To correct the problem, the driver must hold the cancel spin lock when it marks the
IRP pending and sets status. For example:
case IOCTL_GET_REQUEST:
IoAcquireCancelSpinLock (&cancelIRQL);
InsertTailList (&ConnectionIrpQueue,
&Irp->Tail.Overlay.ListEntry);
IoSetCancelRoutine (Irp, GetReqCancel);
IoMarkIrpPending (Irp);
Example 2
In the following example, a race condition can occur between the routine that
dequeues the IRP and the Cancel routine for the IRP.

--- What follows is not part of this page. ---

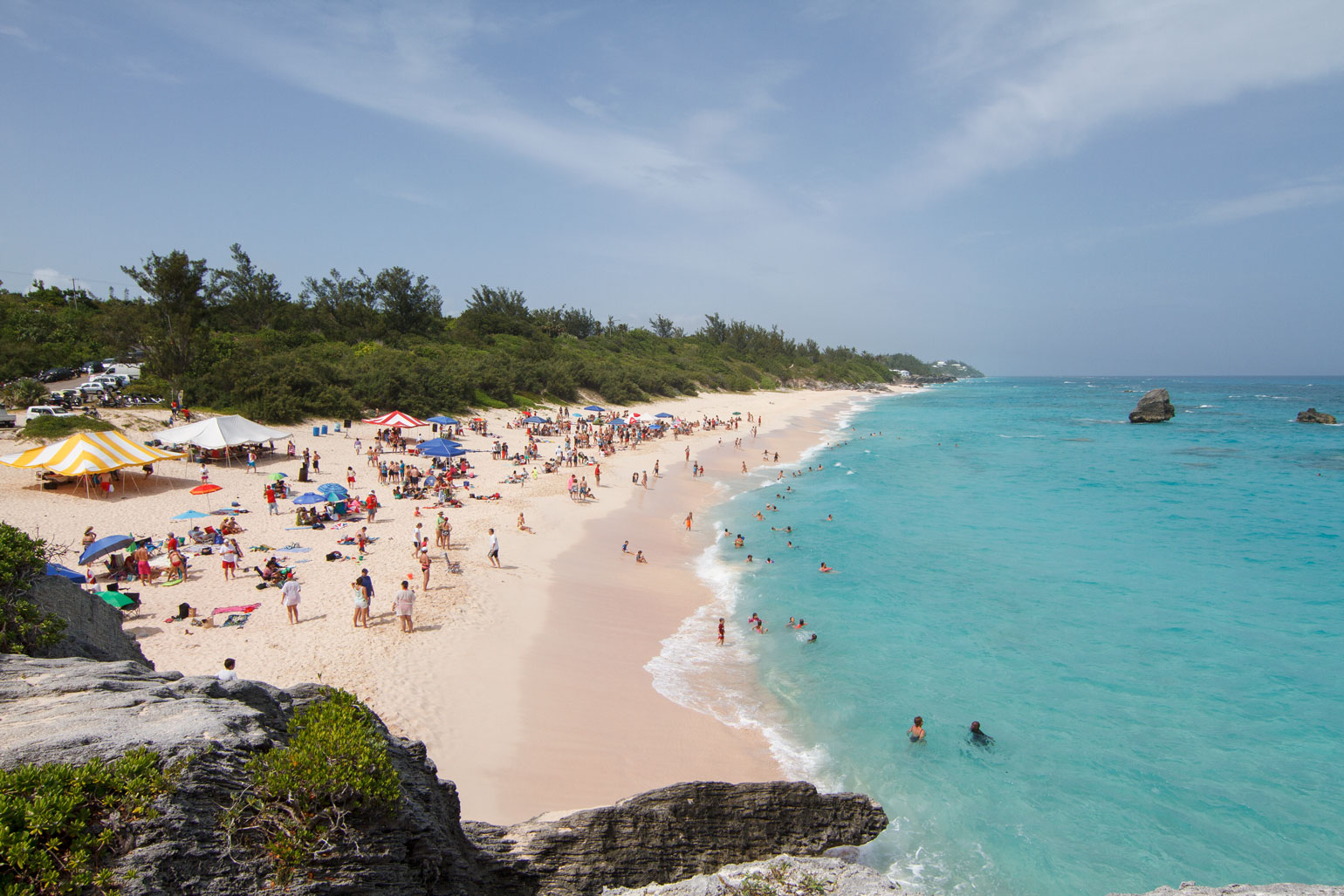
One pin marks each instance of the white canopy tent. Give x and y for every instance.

if(!IsListEmpty( &pDevExt->IrpQ[Type].ListHead) ) {
KeAcquireSpinLock( &pDevExt->IrpQ[Type].SpinLock,
&kTempIrql );
pHead = RemoveHeadList( &pDevExt->IrpQ[Type].ListHead );
KeReleaseSpinLock( &pDevExt->IrpQ[Type].SpinLock,
kTempIrql );
pIrp = CONTAINING_RECORD(
pHead, // Address
IRP, // Type
Tail.Overlay.ListEntry ); // Field
The sample code includes several errors. The first line incorrectly checks whether
the list of IRPs is empty before it obtains a lock to protect the list. If the IRP is
canceled after the test completes but before the driver acquires the spin lock, the
code within the lock could attempt to remove an IRP from an empty list.

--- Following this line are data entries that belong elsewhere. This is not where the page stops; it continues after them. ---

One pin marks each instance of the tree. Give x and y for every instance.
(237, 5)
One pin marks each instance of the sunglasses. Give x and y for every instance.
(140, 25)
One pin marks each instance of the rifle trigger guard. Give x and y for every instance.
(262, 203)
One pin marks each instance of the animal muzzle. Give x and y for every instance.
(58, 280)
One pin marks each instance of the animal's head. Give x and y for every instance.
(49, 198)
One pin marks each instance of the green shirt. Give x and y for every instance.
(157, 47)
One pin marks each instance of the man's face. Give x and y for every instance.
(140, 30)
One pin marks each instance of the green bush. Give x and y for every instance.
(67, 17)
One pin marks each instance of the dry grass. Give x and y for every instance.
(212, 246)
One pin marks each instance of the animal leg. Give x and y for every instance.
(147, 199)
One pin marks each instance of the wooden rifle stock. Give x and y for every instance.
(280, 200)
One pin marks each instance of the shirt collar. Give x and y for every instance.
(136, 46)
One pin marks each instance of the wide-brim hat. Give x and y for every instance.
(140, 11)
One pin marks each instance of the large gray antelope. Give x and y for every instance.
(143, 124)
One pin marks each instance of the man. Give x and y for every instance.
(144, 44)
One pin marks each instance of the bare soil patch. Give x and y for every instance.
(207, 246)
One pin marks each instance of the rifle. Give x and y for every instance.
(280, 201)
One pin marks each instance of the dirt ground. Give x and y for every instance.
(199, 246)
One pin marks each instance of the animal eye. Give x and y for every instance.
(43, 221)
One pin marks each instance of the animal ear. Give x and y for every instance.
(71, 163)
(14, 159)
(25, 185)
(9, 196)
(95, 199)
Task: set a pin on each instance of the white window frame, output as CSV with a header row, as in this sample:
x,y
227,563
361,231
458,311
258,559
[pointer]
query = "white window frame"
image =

Furthermore, the sample code releases the lock before it removes the Cancel
routine. Because the sample code does not use the cancel spin lock, no locks are in
place when it calls IoSetCancelRoutine. Therefore, if the IRP is canceled after the
call to KeReleaseSpinlock, the Cancel routine might already have started to run
when the sample code tries to remove the Cancel routine. To correct this error, the
driver should check the result of IoSetCancelRoutine. If IoSetCancelRoutine
returns NULL, IRP cancellation is already in progress.

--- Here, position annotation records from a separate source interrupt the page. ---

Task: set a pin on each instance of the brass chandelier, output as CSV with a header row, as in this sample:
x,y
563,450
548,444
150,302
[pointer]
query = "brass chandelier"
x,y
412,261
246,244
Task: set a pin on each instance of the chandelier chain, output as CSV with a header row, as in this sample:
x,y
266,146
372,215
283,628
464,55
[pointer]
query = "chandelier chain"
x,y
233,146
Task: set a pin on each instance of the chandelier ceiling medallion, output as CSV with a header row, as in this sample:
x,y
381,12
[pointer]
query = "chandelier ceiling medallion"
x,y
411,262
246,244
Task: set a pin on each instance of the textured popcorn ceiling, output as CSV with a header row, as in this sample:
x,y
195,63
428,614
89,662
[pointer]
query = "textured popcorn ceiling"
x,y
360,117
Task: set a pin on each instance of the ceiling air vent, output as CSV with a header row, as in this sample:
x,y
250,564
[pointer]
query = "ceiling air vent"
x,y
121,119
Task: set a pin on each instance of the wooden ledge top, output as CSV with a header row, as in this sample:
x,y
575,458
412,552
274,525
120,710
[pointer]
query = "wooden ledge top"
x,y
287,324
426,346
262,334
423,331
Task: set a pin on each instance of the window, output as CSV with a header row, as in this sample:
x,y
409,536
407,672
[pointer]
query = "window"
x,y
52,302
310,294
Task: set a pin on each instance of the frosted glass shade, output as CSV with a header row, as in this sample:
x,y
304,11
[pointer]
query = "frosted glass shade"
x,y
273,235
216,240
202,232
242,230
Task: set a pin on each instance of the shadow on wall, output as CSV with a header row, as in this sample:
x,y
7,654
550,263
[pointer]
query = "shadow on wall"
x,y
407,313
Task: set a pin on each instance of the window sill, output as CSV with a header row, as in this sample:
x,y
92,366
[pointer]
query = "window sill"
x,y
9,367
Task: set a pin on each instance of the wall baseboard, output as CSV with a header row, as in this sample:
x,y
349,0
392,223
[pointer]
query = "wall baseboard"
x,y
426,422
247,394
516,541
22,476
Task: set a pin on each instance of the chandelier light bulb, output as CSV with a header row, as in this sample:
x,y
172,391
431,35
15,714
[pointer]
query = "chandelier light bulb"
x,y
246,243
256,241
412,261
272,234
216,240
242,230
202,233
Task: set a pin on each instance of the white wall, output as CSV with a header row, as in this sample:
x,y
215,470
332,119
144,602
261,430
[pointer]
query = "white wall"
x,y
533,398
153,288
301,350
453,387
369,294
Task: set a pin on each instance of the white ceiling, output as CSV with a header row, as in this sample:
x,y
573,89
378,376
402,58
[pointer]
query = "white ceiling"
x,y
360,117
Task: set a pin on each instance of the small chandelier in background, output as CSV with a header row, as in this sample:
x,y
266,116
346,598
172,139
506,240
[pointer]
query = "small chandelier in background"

The following code shows the Cancel routine for this IRP:
VOID
IrpqCancelRoutine(
IN PDEVICE_OBJECT DeviceObject,
IN PIRP Irp
)
{
IoReleaseCancelSpinLock( Irp->CancelIrql );
KeAcquireSpinLock( &pDevExt->IrpQ[q].SpinLock,
&kTempIrql );
RemoveEntryList( &Irp->Tail.Overlay.ListEntry );
KeReleaseSpinLock( &pDevExt->IrpQ[q].SpinLock,
kTempIrql );
}
In the Cancel routine, the call to RemoveEntryList might attempt to remove an IRP
that was previously removed by the dequeuing code. To correct this problem, the
Cancel routine must be able to detect whether the IRP is present in the queue. To
make such detection possible, the driver could call InitializeListHead from the
dequeue code to initialize the link fields in the IRP; alternatively, it could mark the
IRP in some way. If the Cancel routine detects that the IRP has already been
removed, it must not try to remove the IRP from the queue.
Calling IoCompleteRequest for an IRP while the Cancel routine is still set.
Calling an IRP’s Cancel routine after the IRP has completed without
cancellation.
Cancel routines that return at an elevated IRQL.
The DC2 and Devctl tools can assist in finding “lost” IRPs. A “lost” IRP is a request
that the device finished handling, but the driver neither completed by calling
IoCompleteRequest nor passed to another driver.